How to Use Google Webmaster Tools to Measure Indexation - rgrieselhuber
http://www.ginzametrics.com/blog/how-to-use-google-webmaster-tools-to-measure-indexation/

======
franze
didn't know this was new, it's actually a quite old SEO "tool of the trade"
(yeah, not all SEOs brainwank about pagerank) the cool thing is you can use it
for after the fact analysis and even tests.

as there is no negative impact if you communicate one page in one or 20
sitemaps - so you can sort, slice and dice your content into different
segments and see what (kinda) correlates with indexing.
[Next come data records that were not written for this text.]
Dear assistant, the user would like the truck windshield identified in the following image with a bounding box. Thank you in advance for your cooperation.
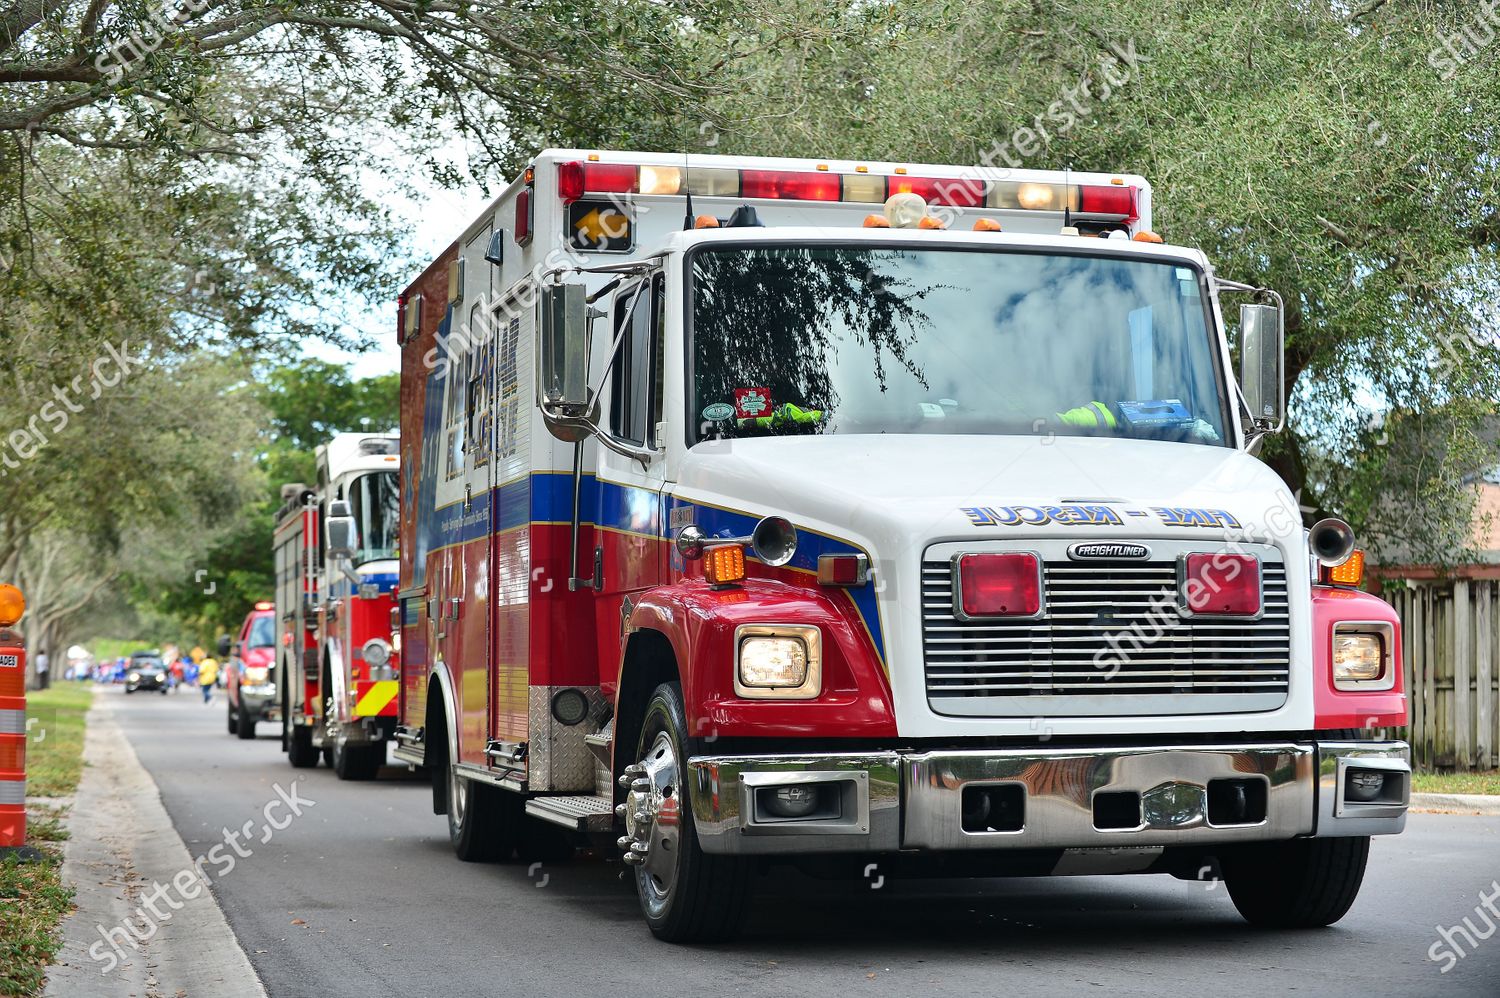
[688,245,1228,445]
[349,471,399,564]
[247,615,276,649]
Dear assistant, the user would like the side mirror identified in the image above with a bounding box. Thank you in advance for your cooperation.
[1239,302,1284,431]
[217,635,232,658]
[326,499,357,561]
[539,283,590,415]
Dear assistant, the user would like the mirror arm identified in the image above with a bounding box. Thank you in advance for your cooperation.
[333,552,361,589]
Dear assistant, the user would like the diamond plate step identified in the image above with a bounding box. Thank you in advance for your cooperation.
[526,794,615,832]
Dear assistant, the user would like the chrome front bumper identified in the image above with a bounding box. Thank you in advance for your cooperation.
[686,740,1409,856]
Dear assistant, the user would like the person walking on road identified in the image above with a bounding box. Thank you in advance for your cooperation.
[197,656,219,704]
[34,648,49,690]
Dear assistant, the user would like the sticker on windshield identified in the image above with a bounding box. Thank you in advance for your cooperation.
[701,402,735,422]
[733,387,772,419]
[1118,399,1193,427]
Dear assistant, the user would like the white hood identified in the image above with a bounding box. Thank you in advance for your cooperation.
[674,433,1314,740]
[678,434,1301,548]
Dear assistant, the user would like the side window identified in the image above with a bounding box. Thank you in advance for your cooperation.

i.e.: here is a nice test i did for a customer, we sorted his landingpage
index (a few hundred thousand pages) after an descending internal content
metric (think weighted chars- and wordcount)
[https://img.skitch.com/20120123-bm3jpjdtt4xrr2t2mxqnikmu54.p...](https://img.skitch.com/20120123-bm3jpjdtt4xrr2t2mxqnikmu54.png)
and ascending after URL length
[https://img.skitch.com/20120123-kqnnb15bj2puy2k276jiupxg12.p...](https://img.skitch.com/20120123-kqnnb15bj2puy2k276jiupxg12.png)